Just a while ago, the Italian Society of Environmental Medicine (SIMA) released a preprint version of its paper confirming the presence of coronavirus RNA in particle pollution samples collected in industrial areas of Northern Italy.
These preliminary results sparked a great debate… Not on the possible implications in case of their confirmation, but on how the press announced the results.
Following SIMA’s publication, many scientific journalists, bloggers, and professional debunkers raced to highlight the lack of scientific objectivity in defining “official” SIMA’s preliminary results.
The paper is indeed a preprint, meaning it has not yet completed the peer review process envisaged for publication in scientific journals. Furthermore, the presence of coronavirus RNA in particle pollution samples would say nothing about its actual contagiousness and therefore about its possible contribution to spreading coronavirus.
Hence the criticisms: nothing conclusive can be said to affirm the role of particulate matter as the carrier of the virus.
True. But is this the principal issue?
Recently, some scientific papers supported the thesis that air pollution could be a contributing factor to the high death rate of coronavirus.
Given the short time frame since the beginning of coronavirus emergency, most of them are either letters to the editor or brief reports aiming more at describing and discussing the scientific validity of a hypothesis that needs to be demonstrated with subsequent more detailed studies, or preprint versions of more extensive studies still undergoing peer review.
Then why are those made public earlier and widely spread by the media? We are in the midst of a global pandemic crisis and the effectiveness of measures taken to fight it depends on how well we interpret its causes and contributing factors.
SIMA’s study poses a crucial question: why 80% of the victims and 65% of ICU admissions are in the Po Valley?
After more than a month since the first SIMA position paper was released, nothing happened. Environmental factors are largely ignored by strategies to deal with the crisis as well as by mainstream media.
Still, Harvard’s preprint study claims that an increase in long-term exposure to fine particulate matter (PM2.5) leads to a significant increase in the mortality rate from coronavirus. An increase of only 1 µg / m3 in PM2.5 is associated with a 15% increase in COVID-19 mortality.
The paper (this time published) from the University of Århus argues that the high level of pollution in northern Italy should be considered an additional cofactor of the high level of mortality recorded in that area.
Lastly, the San Raffaele letter to the editor re-launched the hypothesis of particulate matter as a carrier, hoping for further studies and quoting the recent publication in The New England Journal of Medicine which testified the plausibility of the transmission of the virus via aerosol.
We also have the many data of scientific literature cited by the ARPA study which shows that particulate matters amplify the effects of infections (boosters), defining it as a possible cofactor in supporting the virus-induced inflammation process. Studies on the population highlight how particulate matter leads to systemic inflammation and how SARS-CoV-2 infection induces the recall of numerous molecules of the immune system contributing to the compromised inflammatory state of patients.
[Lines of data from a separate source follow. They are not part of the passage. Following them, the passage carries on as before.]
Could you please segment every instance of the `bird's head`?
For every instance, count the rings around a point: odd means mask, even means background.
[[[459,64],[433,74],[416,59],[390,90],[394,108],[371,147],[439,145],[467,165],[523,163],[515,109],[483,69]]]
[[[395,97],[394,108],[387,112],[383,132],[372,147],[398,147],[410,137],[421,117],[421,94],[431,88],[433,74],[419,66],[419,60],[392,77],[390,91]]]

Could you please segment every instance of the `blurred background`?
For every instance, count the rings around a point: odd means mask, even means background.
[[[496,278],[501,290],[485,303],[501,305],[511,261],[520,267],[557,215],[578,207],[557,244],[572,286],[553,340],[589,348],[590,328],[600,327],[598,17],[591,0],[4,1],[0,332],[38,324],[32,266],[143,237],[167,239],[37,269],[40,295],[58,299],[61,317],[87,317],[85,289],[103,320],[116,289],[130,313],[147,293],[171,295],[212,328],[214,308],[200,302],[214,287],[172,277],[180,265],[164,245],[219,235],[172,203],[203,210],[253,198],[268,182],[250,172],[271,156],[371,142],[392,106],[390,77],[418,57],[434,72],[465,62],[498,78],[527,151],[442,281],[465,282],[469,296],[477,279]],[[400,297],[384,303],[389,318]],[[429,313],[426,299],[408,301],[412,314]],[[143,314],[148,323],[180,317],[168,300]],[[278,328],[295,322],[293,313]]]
The same study, however, indicates the lack of scientific literature to support the hypothesis of particulate matter as a carrier (defined as “incomplete”) and of scientific works demonstrating the presence on samples of atmospheric particulate matter of SARS-CoV-2 or other types of coronavirus. A deficiency to which the SIMA study should respond, albeit partially and preliminarily. Nevertheless, several studies are cited that have found experimental findings or statistical associations between concentrations of environmental particulate matter and the spread of influenza viruses and the role of particulate matter in the transmission of viruses in animal flu epidemics.
In conclusion, the hypothesis that particulate matter acts as a carrier (carrier), as well as booster, certainly needs more insights. So far, this hypothesis has not been investigated enough and the SIMA study is a laudable also isolated, attempt to confirm (or exclude) the presence of the virus in the particulates and its role in the spread of the infection.
It should be remembered, however, that Italy holds the negative record in Europe for premature deaths from nitrogen dioxide and ozone and the second place for fine particulate matter (PM2.5) with 58600 premature deaths.
Whether the particulate matter is a carrier, a contributing factor in the inflammation process (booster), or both, an approach based on the precautionary principle would suggest taking environmental factors more seriously.
Keeping emissions of particulates and other kinds of pollution low to avoid the risk of paving the way for new peaks of coronavirus infection is a more than reasonable request.
Also because the great risk we are facing is that the management of the emergency and the post-COVID-19 economic crisis might end up putting aside the protection of the environment by sacrificing it on the altar of economic recovery. Just as it is happening in the United States and France.
In Italy there are already rumours from the Ministry of Transport thinking of cancelling the constraint provided for by the National Strategic Plan for Sustainable Mobility, leaving operators free to choose any motorization for bus fleets, even the most polluting ones. Given that a bus has an average life of 12 years, this would mean losing a good opportunity to help reduce polluting emissions.